Based in Sunnyvale, Hortonworks aims to expand the scope of the open source Hadoop project, adding all the tools the average corporate operation would need, before eventually settling on a way to make money through service and support. Baldeschwieler — who ran the Hadoop team at Yahoo from the very beginning — will oversee the coding. Bearden will hunt down the revenue.

How Yahoo Spawned Hadoop, the Future of Big Data

Rob Bearden

Bearden has played the “publisher” role before. Nearly a decade ago, Fenton hired him as president and chief operating officer at JBoss — an Atlanta-based outfit that grew up around the JBoss open source Java application server — and the project’s founder, Mark Fleury, served as CEO. Bearden then moved to another Benchmark-backed, open source outfit, SpringSource, where he worked as COO alongside chief exec and project founder Rod Johnson.

Fleury declined to discuss his time with Bearden, but another JBoss colleague, Joe McGonnell, says that underneath Bearden’s smooth matter is the sort of ruthlessness that makes things happen in the business world. “On the surface, he has a laid-back personality and a Southern charm if you will, but at the same time, he’s very intense,” McGonnell says. “He’s a very passionate guy. He really locks in on the opportunity he’s working on.”

At both JBoss and SpringSource, Bearden got results. In just two years, JBoss reached a $60 million revenue run rate, before it was purchased by Red Hat for at least $350 million in 2006, and SpringSource was scooped up by VMware for approximately $362 million in 2009. He didn’t have the same success with his venture in between those two big sales — the Atlanta-based OpenSpan — but two out of three ain’t bad.

In many ways, Hortonworks is déjà vu all over again. Open source project. Funding from Peter Fenton. Engineer as chief exec. Bearden as the businessman. But his latest venture is also a bit different. The immediate aim is to expand the open source project, not sell subscriptions to a distro based on the existing open source code. The open source code, Bearden says, isn’t yet ready for the enterprise, and Hortonworks aims to change that.

“We believe that for this market to grow and grow fast, everything has to happen in open source,” says Bearden. “We need to make the open source project enterprise viable. Right now, there are less than 50 production sites of Hadoop in the world, but nearly every Fortune 500 company is evaluating it. We have to make sure it’s ready for them to use.”

Bearden is coy about how the company intends to actually make its money, and on the surface, his let’s-just-expand-the-open-source-project pitch seems naively idealistic. But it’s hard to argue with his track record, and those who know him say he has knack for seeing where a market will eventually go. “There’s a lot of really talented people that have worked with Rob that keep following him around from company to company, and that says a lot about him,” says McGonnell. “They know he’s got a knack for finding companies that have an opportunty to change market, not companies that can grow at a respectable rate.”

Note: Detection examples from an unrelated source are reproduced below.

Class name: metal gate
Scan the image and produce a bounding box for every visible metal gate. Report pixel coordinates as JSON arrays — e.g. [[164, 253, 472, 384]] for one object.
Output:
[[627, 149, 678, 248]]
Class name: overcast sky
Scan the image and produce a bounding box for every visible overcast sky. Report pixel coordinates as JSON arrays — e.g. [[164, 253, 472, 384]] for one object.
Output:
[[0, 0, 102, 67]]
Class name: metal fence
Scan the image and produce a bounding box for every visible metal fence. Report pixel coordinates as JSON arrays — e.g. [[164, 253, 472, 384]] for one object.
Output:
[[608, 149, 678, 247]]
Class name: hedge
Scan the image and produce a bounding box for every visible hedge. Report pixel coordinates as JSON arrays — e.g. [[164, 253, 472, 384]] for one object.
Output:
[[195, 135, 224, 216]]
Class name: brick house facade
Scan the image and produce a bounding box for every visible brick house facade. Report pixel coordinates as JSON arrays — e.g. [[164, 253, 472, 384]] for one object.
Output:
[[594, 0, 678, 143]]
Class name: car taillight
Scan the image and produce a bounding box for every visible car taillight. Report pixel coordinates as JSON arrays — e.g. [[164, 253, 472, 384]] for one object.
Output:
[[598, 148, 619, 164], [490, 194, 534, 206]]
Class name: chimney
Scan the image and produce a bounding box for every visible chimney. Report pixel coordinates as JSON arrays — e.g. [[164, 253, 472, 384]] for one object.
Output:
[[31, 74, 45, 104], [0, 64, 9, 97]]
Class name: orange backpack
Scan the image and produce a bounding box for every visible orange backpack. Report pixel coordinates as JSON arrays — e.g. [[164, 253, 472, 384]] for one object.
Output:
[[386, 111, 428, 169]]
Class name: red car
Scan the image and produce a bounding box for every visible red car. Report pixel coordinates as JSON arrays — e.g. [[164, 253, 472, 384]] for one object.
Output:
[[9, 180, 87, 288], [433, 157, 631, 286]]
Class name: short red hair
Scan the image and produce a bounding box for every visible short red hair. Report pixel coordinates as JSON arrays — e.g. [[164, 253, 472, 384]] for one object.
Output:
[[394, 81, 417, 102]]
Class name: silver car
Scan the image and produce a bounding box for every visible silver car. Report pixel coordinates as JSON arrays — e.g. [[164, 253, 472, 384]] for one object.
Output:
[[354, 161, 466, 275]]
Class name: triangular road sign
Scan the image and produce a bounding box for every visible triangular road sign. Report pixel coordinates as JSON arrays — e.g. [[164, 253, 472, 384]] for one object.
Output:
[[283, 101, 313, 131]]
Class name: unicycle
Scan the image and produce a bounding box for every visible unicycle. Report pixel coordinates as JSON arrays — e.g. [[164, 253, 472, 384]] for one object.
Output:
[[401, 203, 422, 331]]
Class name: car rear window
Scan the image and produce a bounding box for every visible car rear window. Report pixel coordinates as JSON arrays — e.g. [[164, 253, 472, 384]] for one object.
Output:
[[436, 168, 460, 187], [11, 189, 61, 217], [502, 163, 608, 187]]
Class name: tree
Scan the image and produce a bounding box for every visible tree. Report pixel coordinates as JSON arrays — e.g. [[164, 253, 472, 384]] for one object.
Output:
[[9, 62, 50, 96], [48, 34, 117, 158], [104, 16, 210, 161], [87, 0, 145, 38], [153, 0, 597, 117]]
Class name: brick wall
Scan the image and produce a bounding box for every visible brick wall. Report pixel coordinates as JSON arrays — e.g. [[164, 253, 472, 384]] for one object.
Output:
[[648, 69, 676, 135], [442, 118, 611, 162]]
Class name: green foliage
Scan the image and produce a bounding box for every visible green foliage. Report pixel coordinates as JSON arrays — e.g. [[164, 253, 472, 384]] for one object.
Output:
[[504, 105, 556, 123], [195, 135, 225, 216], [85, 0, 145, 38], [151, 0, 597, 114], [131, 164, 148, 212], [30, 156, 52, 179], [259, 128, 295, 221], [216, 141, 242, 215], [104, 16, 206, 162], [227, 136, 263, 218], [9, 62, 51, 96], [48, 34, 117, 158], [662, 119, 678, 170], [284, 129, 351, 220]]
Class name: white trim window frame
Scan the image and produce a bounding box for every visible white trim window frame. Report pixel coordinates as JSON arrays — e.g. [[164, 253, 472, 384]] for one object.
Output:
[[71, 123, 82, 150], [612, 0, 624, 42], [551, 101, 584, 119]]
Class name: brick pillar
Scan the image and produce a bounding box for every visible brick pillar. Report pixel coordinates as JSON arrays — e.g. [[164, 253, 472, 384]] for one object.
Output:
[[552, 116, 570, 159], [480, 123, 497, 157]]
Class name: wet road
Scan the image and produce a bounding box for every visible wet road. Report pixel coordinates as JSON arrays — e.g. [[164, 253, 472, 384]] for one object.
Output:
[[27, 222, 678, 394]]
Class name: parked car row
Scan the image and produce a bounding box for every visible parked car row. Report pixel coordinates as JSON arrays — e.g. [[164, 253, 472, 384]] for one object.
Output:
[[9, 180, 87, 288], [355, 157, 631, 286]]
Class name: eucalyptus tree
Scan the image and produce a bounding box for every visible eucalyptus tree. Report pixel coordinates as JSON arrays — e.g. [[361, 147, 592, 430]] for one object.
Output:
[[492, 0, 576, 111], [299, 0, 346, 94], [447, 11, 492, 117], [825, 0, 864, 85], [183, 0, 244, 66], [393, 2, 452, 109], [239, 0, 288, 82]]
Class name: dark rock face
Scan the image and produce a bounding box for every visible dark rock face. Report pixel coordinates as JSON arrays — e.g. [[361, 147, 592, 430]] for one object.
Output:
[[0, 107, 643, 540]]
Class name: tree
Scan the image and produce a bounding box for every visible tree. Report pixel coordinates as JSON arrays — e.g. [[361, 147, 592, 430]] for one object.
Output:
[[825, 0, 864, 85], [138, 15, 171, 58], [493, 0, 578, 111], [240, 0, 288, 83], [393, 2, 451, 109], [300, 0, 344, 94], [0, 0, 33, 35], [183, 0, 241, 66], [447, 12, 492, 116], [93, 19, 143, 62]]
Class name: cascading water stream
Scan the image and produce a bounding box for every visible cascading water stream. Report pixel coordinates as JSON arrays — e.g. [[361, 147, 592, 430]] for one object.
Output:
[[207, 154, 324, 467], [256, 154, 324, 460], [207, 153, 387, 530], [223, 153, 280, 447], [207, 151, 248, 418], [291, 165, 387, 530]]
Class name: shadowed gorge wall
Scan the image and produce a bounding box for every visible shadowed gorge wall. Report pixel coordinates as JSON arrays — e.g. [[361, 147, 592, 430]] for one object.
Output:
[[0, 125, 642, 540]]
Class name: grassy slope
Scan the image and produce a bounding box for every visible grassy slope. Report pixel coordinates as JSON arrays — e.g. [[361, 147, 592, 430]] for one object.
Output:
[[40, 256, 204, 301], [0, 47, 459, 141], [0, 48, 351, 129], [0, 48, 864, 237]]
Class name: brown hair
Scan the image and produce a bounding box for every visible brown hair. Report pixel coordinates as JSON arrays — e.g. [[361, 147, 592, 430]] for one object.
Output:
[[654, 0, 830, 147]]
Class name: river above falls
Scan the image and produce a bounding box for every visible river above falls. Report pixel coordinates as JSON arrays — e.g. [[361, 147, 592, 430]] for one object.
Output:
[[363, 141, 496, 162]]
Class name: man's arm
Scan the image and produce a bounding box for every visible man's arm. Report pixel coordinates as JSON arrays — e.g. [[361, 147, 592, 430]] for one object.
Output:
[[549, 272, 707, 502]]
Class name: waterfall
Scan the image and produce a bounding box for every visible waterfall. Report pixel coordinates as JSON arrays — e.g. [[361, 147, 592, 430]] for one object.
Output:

Hortonworks is his most ambitious play yet. The ultimate goal is not to sell the company to a big-name tech outfit. Hortonworks just spun out of a big-name tech outfit. Bearden believes the market for Hadoop is so large that Hortonworks will eventually grow into a public company to rival the likes of Red Hat and VMware. “This is clearly one we build to go public,” Bearden says. “The whole data layer for the enterprise is shifting. That’s the market opportunity for this company.”